7. Sting’s “Every Breath You Take.” The original creepy stalker song. But when you have to wonder if your webcam has been re-engineered as a tap or something, because we actually live in a world in which the NSA does that—you might as well sing it to the surveillance state.
8. Did you know that in some countries and U.S. States, you can actually say “My name is Trouble/ My first name’s A Mess” when stopped and asked for identity? You probably shouldn’t because widespread police use of torture has a long historical tradition in America and abroad. And it might not help you in the U.S. now anyway, since yesterday the Supreme Court ruled in Utah v. Strieff that police can use what’s traditionally called (and excluded from evidence as) “fruit of the poison tree,” or evidence from an illegal stop and search. But Strieff is specifically a case about police stopping someone on an anonymous drug tip, then ID’ing and running the dude’s name, getting an outstanding warrant, and then searching him. Without the ID, it seems they would not have had a name to run—thus no search for the warrant, and perhaps then no search. This points to one of the reasons Strieff and other cases that weaken Fourth and Fifth Amendment protections are dumb: they incentivize non-cooperation with police, at the level of refusing to give your name unless you are legally required to do so.
Keren Ann must have known this, because she put it in a song. At the everyday level, this is about asking if you’re required to do something police ask, before complying. At the infosec level, one application of not giving your name (or, per Ms. Ann, giving your name as “Trouble A. Mess”) is also not having your electronic devices on and accounts signed into when you’re crossing borders. Those are forms of electronic ID that you’re not really required to give, but protections are hazy (e.g., for foreign nationals crossing the U.S. border). So don’t show that you even have them, or you may be asked by border guards to search your own email so they can read it. Then, like police in Strieff, they can use the results (e.g., if you’ve been looking for work without the right visa) against you. This has actually been the reality for non-U.S. citizens for, well, all of U.S. history.
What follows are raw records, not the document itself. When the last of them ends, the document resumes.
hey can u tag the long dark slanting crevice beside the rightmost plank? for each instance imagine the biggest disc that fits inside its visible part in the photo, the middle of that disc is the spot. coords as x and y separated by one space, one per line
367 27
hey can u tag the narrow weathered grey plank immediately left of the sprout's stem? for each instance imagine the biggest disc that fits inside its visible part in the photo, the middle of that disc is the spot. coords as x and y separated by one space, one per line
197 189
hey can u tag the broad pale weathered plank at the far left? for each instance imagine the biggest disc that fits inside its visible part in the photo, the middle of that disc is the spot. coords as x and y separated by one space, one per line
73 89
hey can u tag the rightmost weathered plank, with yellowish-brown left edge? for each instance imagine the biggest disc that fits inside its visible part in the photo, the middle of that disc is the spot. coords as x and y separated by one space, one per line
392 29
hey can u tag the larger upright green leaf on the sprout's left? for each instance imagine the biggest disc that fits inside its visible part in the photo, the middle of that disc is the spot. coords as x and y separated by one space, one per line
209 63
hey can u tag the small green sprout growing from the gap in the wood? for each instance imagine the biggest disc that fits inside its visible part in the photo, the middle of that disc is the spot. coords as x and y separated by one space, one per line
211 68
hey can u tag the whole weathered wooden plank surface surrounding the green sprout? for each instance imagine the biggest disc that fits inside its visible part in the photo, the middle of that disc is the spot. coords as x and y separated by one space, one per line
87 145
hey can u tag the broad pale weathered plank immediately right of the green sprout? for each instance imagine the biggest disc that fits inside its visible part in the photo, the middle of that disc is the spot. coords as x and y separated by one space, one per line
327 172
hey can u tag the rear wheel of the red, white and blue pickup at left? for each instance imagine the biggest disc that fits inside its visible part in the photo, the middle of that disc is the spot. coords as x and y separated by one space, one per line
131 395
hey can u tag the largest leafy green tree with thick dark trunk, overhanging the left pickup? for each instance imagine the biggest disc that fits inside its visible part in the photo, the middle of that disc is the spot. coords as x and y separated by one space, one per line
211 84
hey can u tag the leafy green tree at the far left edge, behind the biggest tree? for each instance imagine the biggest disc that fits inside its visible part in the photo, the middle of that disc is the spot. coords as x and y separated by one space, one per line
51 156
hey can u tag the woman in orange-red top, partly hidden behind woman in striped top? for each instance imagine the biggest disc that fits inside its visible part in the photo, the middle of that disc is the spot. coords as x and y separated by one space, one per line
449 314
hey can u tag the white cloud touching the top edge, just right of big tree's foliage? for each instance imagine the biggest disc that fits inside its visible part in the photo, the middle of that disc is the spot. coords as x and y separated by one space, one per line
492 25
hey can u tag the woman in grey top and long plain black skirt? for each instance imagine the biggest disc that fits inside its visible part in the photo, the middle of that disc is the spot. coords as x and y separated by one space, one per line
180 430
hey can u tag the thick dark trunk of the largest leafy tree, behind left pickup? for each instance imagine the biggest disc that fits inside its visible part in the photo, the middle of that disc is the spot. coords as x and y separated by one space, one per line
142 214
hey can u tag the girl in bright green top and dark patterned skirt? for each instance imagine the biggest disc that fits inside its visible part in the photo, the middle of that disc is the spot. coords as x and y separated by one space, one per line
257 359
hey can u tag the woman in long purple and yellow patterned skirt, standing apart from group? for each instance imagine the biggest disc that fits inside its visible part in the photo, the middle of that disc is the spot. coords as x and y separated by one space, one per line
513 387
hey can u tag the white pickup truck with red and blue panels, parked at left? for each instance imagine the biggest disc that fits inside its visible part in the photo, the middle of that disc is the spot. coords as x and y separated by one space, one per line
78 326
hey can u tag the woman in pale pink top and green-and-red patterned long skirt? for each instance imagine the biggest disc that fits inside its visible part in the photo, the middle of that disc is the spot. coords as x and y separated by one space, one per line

9. Sometimes I think I should have always kept my damn fool mouth shut about all th
e things, instead of spouting off when I must and ending up penniless in Mexico City with a bad haircut (for example). But actually, I don’t regret standing on the side of people who at least try to “Yell Fire,” as Michael Franti says. Sometimes you figure out what you’re trying to say by trying and failing (and trying and failing, and trying and failing) to say it. That’s not an infosec thing so much as a free speech thing… Unless you don’t want to learn this the hard way, and just blog pseudonymously from the beginning. The downside of hiding properly is that you might not meet a bunch of cool people who get it. The upside is that you will probably be a lot safer.
10. But what do you do when yelling fire doesn’t work? When your voice can’t affect change in the declining firm, organization, or state to which your loyalty is presumed? According to A.O. Hirschman, your alternative course of action is exit. In (Nancy Sinatra’s) other words, “These Boots Were Made for Walking.” That can mean getting your data off American servers in infosec terms, since a European high court ruled in October that, in effect, American law and intelligence agencies’ cozy relationships with big data-holding companies like Google, Facebook, and Amazon was violating Europeans’ human right to privacy, reminding them of Stasi surveillance on steroids—so the Safe Harbor treaty governing storage of that data was off. (See also the third point in this essay.)
Or you could read that exit option in a broader way. Just as no device is absolutely secure, no place is absolutely safe. But chocolate in Europe is better.